Pembahasan fuel surcharge tersebut dilakukan oleh Kementerian Perhubungan bersama dengan INACA dan melibatkan Yayasan Lembaga Konsumen Indonesia (YLKI).
"Tadi belum saya cek. Seharusnya ditandatangani hari ini (Jumat 7/2). Karena Pak Menteri ada di Istana, pekan depan ditandatangani," tambah Herry.

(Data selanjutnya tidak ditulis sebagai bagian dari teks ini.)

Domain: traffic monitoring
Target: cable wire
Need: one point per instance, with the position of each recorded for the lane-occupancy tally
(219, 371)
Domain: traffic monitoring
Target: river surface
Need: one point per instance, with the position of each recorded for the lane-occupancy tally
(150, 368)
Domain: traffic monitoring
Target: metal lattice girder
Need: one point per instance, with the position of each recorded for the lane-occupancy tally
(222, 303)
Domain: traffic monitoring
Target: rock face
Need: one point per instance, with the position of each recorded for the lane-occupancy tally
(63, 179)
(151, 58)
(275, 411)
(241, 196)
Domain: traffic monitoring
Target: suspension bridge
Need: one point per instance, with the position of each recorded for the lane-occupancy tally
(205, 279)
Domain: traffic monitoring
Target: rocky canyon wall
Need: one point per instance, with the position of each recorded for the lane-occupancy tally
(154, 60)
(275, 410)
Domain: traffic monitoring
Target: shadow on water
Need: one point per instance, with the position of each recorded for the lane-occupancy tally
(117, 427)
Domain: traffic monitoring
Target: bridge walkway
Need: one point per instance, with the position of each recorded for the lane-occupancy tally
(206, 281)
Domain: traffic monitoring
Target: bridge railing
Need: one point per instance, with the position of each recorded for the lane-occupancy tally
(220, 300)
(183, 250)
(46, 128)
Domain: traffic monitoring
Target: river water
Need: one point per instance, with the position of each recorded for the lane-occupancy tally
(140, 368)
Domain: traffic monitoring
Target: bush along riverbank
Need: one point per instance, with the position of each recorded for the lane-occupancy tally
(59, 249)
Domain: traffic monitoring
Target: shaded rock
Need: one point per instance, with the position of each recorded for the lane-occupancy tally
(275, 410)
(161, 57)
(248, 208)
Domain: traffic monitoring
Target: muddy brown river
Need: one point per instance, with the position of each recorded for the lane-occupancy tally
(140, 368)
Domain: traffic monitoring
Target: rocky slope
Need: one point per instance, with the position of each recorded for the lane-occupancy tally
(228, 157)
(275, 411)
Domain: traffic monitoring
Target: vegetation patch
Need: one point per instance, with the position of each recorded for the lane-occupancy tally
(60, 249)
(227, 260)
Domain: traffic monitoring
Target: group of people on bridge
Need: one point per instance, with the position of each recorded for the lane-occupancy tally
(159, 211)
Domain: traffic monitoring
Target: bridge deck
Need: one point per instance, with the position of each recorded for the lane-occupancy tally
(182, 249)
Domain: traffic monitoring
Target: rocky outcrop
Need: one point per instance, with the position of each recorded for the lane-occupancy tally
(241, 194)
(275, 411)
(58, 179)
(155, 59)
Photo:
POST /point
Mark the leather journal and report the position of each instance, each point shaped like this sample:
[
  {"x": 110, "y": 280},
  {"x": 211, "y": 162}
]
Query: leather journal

Pemerintah, tambah Herry menyadari kondisi yang dihadapi oleh maskapai akibat kenaikan harga BBM, yang berdampak kepada operasional maskapai. " Harga BBM yang tinggi membuat maskapai sulit untuk berkembang," tutur Herry.

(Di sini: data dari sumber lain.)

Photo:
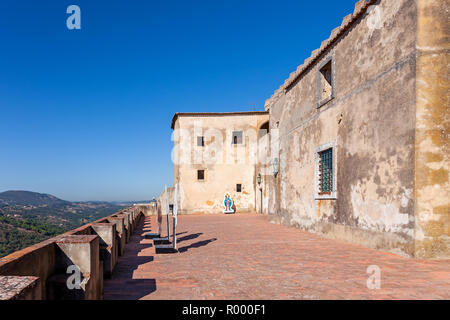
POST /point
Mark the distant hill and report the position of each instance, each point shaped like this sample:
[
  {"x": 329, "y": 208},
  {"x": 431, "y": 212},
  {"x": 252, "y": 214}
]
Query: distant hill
[
  {"x": 30, "y": 217},
  {"x": 27, "y": 198}
]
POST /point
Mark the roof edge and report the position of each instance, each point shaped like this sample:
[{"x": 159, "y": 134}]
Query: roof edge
[
  {"x": 197, "y": 114},
  {"x": 360, "y": 8}
]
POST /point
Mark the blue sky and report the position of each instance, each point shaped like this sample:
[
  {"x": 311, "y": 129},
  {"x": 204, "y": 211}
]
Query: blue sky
[{"x": 85, "y": 114}]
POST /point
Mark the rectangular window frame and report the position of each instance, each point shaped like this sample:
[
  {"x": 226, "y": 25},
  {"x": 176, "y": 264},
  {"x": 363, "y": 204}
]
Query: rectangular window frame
[
  {"x": 233, "y": 134},
  {"x": 200, "y": 141},
  {"x": 204, "y": 175},
  {"x": 333, "y": 193},
  {"x": 320, "y": 101}
]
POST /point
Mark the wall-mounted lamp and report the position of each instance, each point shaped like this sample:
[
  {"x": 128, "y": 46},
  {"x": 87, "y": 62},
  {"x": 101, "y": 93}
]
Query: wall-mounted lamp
[{"x": 276, "y": 166}]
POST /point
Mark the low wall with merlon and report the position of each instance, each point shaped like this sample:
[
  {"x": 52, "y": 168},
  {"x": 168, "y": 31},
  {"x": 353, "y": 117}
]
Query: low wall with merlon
[{"x": 93, "y": 248}]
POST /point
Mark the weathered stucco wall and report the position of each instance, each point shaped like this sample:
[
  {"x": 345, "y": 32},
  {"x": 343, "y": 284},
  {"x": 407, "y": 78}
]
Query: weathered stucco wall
[
  {"x": 225, "y": 164},
  {"x": 432, "y": 194},
  {"x": 371, "y": 121}
]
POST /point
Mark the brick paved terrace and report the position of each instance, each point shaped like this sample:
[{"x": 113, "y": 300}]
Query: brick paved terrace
[{"x": 246, "y": 257}]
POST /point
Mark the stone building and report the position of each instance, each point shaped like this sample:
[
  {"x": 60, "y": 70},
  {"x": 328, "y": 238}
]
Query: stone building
[
  {"x": 215, "y": 154},
  {"x": 357, "y": 142},
  {"x": 364, "y": 132}
]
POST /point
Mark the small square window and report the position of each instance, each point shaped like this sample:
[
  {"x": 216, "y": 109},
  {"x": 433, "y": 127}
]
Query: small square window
[
  {"x": 201, "y": 141},
  {"x": 237, "y": 137}
]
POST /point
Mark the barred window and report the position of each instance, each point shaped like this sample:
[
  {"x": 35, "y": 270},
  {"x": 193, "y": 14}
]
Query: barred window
[
  {"x": 237, "y": 137},
  {"x": 200, "y": 175},
  {"x": 326, "y": 171},
  {"x": 201, "y": 141}
]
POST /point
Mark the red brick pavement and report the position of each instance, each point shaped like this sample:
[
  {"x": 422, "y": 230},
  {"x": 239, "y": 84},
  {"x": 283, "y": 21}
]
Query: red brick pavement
[{"x": 246, "y": 257}]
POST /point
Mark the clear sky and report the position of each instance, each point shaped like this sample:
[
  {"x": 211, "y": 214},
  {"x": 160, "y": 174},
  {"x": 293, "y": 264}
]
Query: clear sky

Pada tahap awal, penerapan fuel surcharge tersebut sebesar Rp 60.000,- per jam penerbangan untuk tipe pesawat jet dan Rp 50.000,- per jam penerbangan untuk tipe pesawat turbo prop.
Direktur Utama PT Garuda Indonesia Tbk, Emirsyah Satar mengakui beban operasional meningkat cukup tajam akibat rupiah melemah dan harga avtur yang naik tinggi. "Sebetulnya cost (biaya) kita sudah naik akibat dua elemen itu, jadi saya minta segera dikeluarkan tarif yang baru," katanya.
Hal itu, menurutnya, sudah diatur dalam Peraturan Menteri Perhubungan bahwasanya jika rupiah melemah hingga Rp 12 ribu dolar serta harga avtur sudah tembus Rp 10 ribu per liter maka tarif pesawatt bisa dinaikkan."Itu kan sudah kesepakatan dengan Kemenhub, kalau nggak disesuaikan kita babak belur," jelasnya. (SNO).